Внизу у реки проходила дорога, находились речной порт, нефтебаза, Дом Культуры, школа и прочие здания и сооружения, должные присутствовать в каждом приличном городке. Все жилые дома муравьями ползли вверх по сопкам. Да и не дома вовсе, а одноэтажные бараки – нечто среднее между сараем и казармой.

Капиталистического слова «трущобы» Юрик не знал, не то непременно применил бы его к описанию увиденного. Вокруг повсеместно царила какая-то неустроенность. Было ощущения цыганского табора, расположившегося на привал. Чуть рассветет, и он стронется с места, покидав пожитки в кибитки и оставив после себя горы мусора. На этом месте табор топтался уже много лет, мусорил, чинил кибитки, пас лошадей, но так и не удосужился хоть чуть-чуть облагородить место своего обитания. А зачем? Ведь это временно. И временность эта превратилась в привычку. Самую что ни на есть постоянную. Сюда, на БАМ люди приезжали на время – подзаработать деньжат, да заполучить целевой чек на машину. Платили тут хорошо – вдвое, втрое больше против остального СССР. А уж жить, по-настоящему жить, все уезжали на «большую» землю.

Здесь уже была осень, но не яркая многоцветием листьев, как дома, а серая и унылая, точно грязная лужа. Юрик явился в контору, без лишних формальностей получил ключ от комнаты в бараке и бодро потопал на сопку. Судя по полученным инструкциям, найти барак было несложно: прямо до конца дороги и направо тоже до конца дороги. Нужное здание оказалось последним, дальше только помойка и тайга.

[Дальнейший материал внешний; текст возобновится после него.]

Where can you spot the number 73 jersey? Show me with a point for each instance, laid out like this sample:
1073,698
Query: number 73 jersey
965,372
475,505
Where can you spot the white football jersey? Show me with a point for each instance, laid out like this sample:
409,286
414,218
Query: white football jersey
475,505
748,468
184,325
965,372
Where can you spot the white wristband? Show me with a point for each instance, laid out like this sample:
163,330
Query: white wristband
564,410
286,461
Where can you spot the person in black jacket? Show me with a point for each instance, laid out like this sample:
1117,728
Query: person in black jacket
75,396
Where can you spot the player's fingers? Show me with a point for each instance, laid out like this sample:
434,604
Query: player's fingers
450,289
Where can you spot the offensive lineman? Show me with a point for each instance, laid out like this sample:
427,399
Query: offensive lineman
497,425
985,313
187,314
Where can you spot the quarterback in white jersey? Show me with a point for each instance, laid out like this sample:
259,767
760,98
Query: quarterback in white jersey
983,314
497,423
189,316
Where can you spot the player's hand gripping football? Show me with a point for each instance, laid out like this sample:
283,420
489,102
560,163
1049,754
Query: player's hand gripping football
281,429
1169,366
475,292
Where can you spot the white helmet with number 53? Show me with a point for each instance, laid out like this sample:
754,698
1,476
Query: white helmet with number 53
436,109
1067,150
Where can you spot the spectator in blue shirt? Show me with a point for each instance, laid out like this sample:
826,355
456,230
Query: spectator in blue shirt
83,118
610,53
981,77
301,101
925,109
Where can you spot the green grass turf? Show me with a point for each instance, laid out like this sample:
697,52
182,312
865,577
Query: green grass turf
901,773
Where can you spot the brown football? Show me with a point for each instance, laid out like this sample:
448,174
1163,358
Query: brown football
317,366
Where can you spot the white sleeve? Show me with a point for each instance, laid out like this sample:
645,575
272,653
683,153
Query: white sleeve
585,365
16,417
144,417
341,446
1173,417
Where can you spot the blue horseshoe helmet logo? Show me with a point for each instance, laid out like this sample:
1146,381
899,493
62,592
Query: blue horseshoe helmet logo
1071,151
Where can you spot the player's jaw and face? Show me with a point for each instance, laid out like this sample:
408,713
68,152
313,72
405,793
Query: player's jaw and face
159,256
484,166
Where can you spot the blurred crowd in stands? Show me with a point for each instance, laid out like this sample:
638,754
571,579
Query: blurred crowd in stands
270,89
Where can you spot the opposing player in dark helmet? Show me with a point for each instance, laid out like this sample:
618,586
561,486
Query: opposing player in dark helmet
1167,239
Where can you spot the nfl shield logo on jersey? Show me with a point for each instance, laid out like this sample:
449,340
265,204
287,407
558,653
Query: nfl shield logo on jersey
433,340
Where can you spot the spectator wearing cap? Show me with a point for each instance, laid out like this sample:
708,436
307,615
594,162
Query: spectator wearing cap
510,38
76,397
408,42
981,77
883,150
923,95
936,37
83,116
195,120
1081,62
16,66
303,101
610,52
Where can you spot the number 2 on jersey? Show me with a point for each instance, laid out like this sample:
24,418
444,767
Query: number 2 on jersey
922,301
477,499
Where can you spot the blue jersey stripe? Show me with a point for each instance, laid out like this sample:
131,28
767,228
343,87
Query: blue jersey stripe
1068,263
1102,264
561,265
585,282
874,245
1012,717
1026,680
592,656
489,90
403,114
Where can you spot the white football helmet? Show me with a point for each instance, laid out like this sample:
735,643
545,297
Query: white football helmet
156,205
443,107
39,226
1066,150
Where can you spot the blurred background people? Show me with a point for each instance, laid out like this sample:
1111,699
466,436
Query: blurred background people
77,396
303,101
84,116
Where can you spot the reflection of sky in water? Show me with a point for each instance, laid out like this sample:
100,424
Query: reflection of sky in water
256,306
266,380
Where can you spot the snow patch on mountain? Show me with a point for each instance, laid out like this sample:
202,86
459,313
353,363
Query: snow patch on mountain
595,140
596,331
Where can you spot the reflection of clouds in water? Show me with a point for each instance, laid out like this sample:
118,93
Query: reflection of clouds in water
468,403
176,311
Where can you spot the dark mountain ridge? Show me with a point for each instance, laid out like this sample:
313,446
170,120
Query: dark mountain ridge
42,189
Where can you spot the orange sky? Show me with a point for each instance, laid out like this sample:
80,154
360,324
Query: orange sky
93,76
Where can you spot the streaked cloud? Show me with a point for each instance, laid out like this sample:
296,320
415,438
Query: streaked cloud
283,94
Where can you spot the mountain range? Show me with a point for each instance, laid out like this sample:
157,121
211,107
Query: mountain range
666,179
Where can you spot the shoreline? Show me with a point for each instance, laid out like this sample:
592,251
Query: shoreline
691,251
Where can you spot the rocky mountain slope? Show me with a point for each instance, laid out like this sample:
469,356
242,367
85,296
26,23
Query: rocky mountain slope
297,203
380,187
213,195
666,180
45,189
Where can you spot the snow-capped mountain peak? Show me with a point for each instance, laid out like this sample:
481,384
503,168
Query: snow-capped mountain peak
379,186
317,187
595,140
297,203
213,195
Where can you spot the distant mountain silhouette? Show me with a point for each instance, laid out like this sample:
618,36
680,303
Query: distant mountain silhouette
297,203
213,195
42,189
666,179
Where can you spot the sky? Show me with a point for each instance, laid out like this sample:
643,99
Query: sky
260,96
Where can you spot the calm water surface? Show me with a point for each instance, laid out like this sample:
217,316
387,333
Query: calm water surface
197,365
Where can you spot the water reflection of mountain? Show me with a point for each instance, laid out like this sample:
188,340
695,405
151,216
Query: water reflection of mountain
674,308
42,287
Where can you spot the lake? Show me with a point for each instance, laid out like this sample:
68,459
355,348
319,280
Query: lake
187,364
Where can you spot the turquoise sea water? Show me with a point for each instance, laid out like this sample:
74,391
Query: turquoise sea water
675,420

Осмотрев свои временные владения, Юрик приуныл. Предстояло бегать в дощатый сортир на улице, таскать воду ведрами и греть ее в кастрюле, чтобы побриться и помыться. Да уж. Подфартило. Родительская квартира – самая обычная хрущевка, но с водопроводом, канализацией, лифтом и ковриком у двери уже вспоминалась с ностальгией.

В детстве Юрик был очень увлекающимся ребенком. Сфера его интересов простиралась от игры в шахматы и фотодела, до театральной студии и кружка народных ремесел, где с энтузиазмом вырезали и раскрашивали деревянные ложки. Правда продолжительность интереса к тому или иному занятию составляла от двух недель до двух месяцев. Стоило только родителям приобрести новенький фотоаппарат «Смена», как выдержка и экспозиция уже успевали наскучить мальчику до зубовного скрежета, зато театральные подмостки манили к себе безмерно, заставляя трепетать от восторга всякий раз, когда он выходил на сцену. Мнил себя в будущем Юрик не иначе как Гамлетом, таким же, как в исполнении Иннокентия Смоктуновского. В общем, мотало его, точно флюгер на ветру.

Эти метания от художественной школы, где мальчик продержался целых полгода благодаря наличию несомненных способностей и маминой настойчивости, до секции конькобежного спорта, для занятий которым наученные горьким опытом родители даже не стали покупать специальные коньки; от игры на гитаре до бокса, самого Юрика не утомляли. Каждый раз, увлекаясь новым занятием, он вспыхивал подобно спичке, но также быстро его интерес затухал. Он искренне не понимал, почему укоризненно качает головой мама. Какой смысл посвящать себя занятию, которое не приносит удовольствия? Ведь вокруг столько всего интересного. В точности, как в стихотворении Агнии Барто: «Драмкружок, кружок по фото, а еще мне петь охота.»